Our home base on the Olympic Peninsula is unique to western Washington; it has a very little rain with an annual average of 16 inches. (Although, this year was record-breaking with rain.)  However, very little rain does not mean we have endless sunny days in the winter.  The three-month period of mid-November through mid-February can be dreary.  If we can travel to a warm location for a few weeks during this time, we do!

This past December we had an invitation to visit friends, Tom and Kate, in Puerto Vallarta at their timeshare, Costa Sur, on the south side of the city.  We did visit PV 30+ years ago at the beginning of their tourist explosion in the early 1980s.  In our 20s and not much money to spend on a vacation, we took advantage of an economic downturn in Mexico in 1982, the peso was devalued and Puerto Vallarta became a bargain destination for us and the friends traveling with us.  Really, really good time.

And it was fun to go there again in 2015.  Tom and Kate have been wintering in PV for 15 years, we were able to take advantage of their local knowledge of the best shops, restaurants/bars, and attractions.  The timeshare/hotel has nice pool area and well-stocked bar plus a protected little beach to find seashells--nice way to spend the warm, tropical day.  But, by far, this time around, it was the restaurants we enjoyed most (of course 30 years ago, it was all about the bars!--see photo above right).  Some restaurants we visited were upscale with stunning ocean views, others quirky, and a few with quaint little flowered courtyards--the food was all fresh, prepared perfectly, and priced beyond reasonable.  I ordered the shrimp over and over again.
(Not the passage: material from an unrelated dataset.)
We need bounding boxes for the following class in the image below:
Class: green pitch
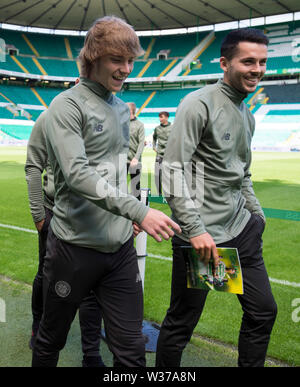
[0,146,299,366]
With temperatures in the mid-80 degrees and cloudless days, we got our sun fix.

Tuesday, February 2, 2016


Our trip last summer to Scotland left an impression in several ways.  At the top of that list was the pride of the Scottish people in their re-telling history and carrying on traditions.  One of my favorite traditions is the Ceilidh (pronounced kay’lee).  A traditional Gaelic social gathering, which usually involves playing Gaelic folk music and dancing.  We had a taste of it one evening with the visit of several young musicians sharing the traditional music true to its roots and with a modern twist.  Along the Caledonia Canal as we passed small villages you would see banners advertising the upcoming weekend Ceilidh.

“On long, dark winter nights it is still the custom in small villages for friends to collect in a house and hold what they call a “ceilidh”. Young and old are entertained by the reciters of old poems and legendary stories which deal with ancient beliefs, the doings of traditional heroes and heroines, and so on. Some sing old and new songs set to old music or new music composed in the manner of the old.”
Mackenzie, Donald A., Wonder tales from Scottish myth and legend, 1917

Our tour guide, Paul, described a recent birthday party for his nephew.  Attended by young teenagers and parents, the gathering started with rap and hip-hop music to the dismay of all the adults.  But, the parents figured it was the kids’ party and they would support whatever they wanted; although Paul had made up his mind to make a short evening.   Without any prompting about 30 minutes in, the kids pulled out an assortment of fiddles, accordions, drums and guitars and began playing the traditional Scottish tunes.  Everyone joined in with the singing and dancing.  The party became an spontaneous Ceilidh and no one left until dawn.